Lightning-AI / pytorch-lightning

Pretrain, finetune ANY AI model of ANY size on multiple GPUs, TPUs with zero code changes.
https://lightning.ai
Apache License 2.0
28.16k stars 3.37k forks source link

Lightning creates two DeepSpeedEngine instances for the same model #17523

Closed HeyangQin closed 1 year ago

HeyangQin commented 1 year ago

Bug description

Hello Lightning team!

We got serval user reports (e.g. https://github.com/microsoft/DeepSpeed/issues/3068) about errors when using Lighning with DeepSpeed. The issue is that Lightning creates two DeepSpeedEngine instances for the same model at https://github.com/Lightning-AI/lightning/blob/6ec9a6bd9e792f505ebc931742d4235f311eb289/src/lightning/pytorch/strategies/deepspeed.py#L447-L450 Yet neither of the DeepSpeedEngine is aware of the existence of the other. So when it comes to zero3 optimization, these two DeepSpeedEngines are going to operate on the same set of parameters on their own management, which leads to the crash. We tried to tackle this issue from our end by bounding the parameters management to the model so they can be shared among DeepSpeedEngine instances, yet we realize the Lightning creates different wrapper instances for the model before passing it to DeepSpeed so from the DeepSpeed end it looks like different models. DeepSpeed can do both training and validation on the same DeepSpeedEngine instance. Thus we want to reach out to understand more about the intuition behind using multiple DeepSpeedEngines (or wrappers) and also to check if there is anything we can do on our end to make the same DeepSpeedEngine usable for both the training and validation in your use case.

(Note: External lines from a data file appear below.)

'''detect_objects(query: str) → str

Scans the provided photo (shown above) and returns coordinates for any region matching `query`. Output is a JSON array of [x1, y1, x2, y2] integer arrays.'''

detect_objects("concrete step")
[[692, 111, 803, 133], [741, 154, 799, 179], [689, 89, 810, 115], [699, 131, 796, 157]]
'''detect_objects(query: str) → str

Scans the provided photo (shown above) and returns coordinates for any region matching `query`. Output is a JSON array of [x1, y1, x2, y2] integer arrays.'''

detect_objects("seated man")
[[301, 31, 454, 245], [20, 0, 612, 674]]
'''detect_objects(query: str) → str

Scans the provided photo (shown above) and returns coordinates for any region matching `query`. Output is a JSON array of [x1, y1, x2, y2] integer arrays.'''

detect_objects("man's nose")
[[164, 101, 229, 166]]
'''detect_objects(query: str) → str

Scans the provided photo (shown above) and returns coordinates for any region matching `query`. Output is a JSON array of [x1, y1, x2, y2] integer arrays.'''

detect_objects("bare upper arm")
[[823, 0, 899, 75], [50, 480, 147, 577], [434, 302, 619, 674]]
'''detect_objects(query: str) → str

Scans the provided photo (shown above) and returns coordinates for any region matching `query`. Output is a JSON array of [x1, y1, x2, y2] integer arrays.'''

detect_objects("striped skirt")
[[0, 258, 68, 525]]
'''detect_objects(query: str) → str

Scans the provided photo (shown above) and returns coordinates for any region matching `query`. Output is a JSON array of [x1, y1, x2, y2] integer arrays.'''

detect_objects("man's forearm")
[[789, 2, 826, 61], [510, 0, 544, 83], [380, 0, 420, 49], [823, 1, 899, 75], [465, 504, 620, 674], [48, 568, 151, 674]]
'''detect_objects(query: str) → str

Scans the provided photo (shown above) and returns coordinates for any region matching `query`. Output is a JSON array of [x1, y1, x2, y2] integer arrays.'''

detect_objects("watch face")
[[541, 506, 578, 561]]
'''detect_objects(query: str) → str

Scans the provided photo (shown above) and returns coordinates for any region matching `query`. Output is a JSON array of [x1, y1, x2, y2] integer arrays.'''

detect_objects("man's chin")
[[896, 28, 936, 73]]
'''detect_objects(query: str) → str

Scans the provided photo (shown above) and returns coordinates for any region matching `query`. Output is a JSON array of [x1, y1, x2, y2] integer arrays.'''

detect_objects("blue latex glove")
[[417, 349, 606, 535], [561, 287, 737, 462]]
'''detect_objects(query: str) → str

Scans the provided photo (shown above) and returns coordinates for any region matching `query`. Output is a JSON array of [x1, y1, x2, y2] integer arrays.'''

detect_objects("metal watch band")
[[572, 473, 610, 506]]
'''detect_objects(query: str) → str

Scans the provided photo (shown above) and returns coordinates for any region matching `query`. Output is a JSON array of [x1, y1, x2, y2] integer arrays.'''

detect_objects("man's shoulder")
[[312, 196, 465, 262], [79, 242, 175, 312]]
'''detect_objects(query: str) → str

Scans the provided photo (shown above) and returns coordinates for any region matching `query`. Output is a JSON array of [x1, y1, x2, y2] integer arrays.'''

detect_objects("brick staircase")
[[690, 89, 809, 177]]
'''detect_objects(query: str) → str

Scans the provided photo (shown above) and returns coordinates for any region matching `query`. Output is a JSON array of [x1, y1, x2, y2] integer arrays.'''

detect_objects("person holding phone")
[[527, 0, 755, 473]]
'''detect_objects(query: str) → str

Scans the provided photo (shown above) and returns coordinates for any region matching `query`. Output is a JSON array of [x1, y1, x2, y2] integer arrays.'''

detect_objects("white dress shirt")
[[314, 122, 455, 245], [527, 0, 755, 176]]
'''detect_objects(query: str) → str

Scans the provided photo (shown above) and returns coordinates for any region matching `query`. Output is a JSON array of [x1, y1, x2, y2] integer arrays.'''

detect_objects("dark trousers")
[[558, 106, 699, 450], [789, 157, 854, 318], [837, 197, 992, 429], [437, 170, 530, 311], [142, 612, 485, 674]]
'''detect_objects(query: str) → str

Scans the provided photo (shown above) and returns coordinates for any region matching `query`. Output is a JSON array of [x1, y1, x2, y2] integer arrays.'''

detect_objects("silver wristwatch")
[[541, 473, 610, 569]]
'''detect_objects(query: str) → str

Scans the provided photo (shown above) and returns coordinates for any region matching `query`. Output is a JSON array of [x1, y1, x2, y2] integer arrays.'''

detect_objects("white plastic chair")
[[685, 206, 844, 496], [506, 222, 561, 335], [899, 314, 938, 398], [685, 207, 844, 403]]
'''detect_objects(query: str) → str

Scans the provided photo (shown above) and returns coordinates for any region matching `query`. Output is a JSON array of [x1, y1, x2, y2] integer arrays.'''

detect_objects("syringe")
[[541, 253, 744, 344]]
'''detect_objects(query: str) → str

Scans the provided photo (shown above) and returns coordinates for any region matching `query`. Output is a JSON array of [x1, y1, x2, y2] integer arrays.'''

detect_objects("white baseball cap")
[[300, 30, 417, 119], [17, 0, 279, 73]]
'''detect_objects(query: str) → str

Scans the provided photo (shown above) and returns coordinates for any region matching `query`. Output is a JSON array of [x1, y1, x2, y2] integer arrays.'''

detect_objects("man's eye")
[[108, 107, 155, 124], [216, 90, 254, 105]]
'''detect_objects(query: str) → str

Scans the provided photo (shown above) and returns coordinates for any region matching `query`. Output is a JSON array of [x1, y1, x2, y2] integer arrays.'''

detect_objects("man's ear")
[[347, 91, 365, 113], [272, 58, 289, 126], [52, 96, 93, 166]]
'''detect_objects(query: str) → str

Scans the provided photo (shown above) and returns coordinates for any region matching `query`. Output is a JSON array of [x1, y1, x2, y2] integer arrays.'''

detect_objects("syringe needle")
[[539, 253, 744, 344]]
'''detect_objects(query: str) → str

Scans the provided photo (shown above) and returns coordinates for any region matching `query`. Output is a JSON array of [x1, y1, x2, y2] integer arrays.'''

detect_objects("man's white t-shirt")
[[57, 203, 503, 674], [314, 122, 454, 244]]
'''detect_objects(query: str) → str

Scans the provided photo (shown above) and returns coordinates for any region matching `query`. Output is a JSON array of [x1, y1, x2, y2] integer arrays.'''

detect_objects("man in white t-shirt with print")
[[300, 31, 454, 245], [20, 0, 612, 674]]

What version are you seeing the problem on?

master

How to reproduce the bug

There is a pretty nice reproduction script from the user https://github.com/microsoft/DeepSpeed/issues/3068#issuecomment-1486539136

Error messages and logs

No response

Environment

No response

More info

No response

cc @awaelchli

awaelchli commented 1 year ago

Hello @HeyangQin Thanks for providing the reproducible script. I was able to reproduce the error reported on the linked issue. However, if I look at the model at the lines you pointed out above, none of the submodules is wrapped in a deepspeed engine. So calling validate() and then fit() always gets the pure LightningModule as input:

This holds at line 447:

assert not [name for name, mod in self.model.named_modules() if isinstance(mod, deepspeed.DeepSpeedEngine)]

So I think the problem is not that there are multiple DeepSpeed engines, but rather that the first call to trainer shards the model, then the user passes the (unwrapped) LightningModule again into the next Trainer.fit() call. When doing so, something seems to go wrong.

In pseudo steps, I think this is what happens:

  1. model = MyLightningModule()
  2. trainer.validate(model) wraps model in engine = DeepSpeedEngine(model)
  3. trainer runs with engine (zero 3), parameters are sharded
  4. user takes original (unwrapped) model (LightningModule) whose parameters are sharded already and passes it again into trainer.fit()
  5. trainer.fit(model) again initializes deepspeed engine = DeepSpeedEngine(model) but this time, original model already has parameters sharded (I think?)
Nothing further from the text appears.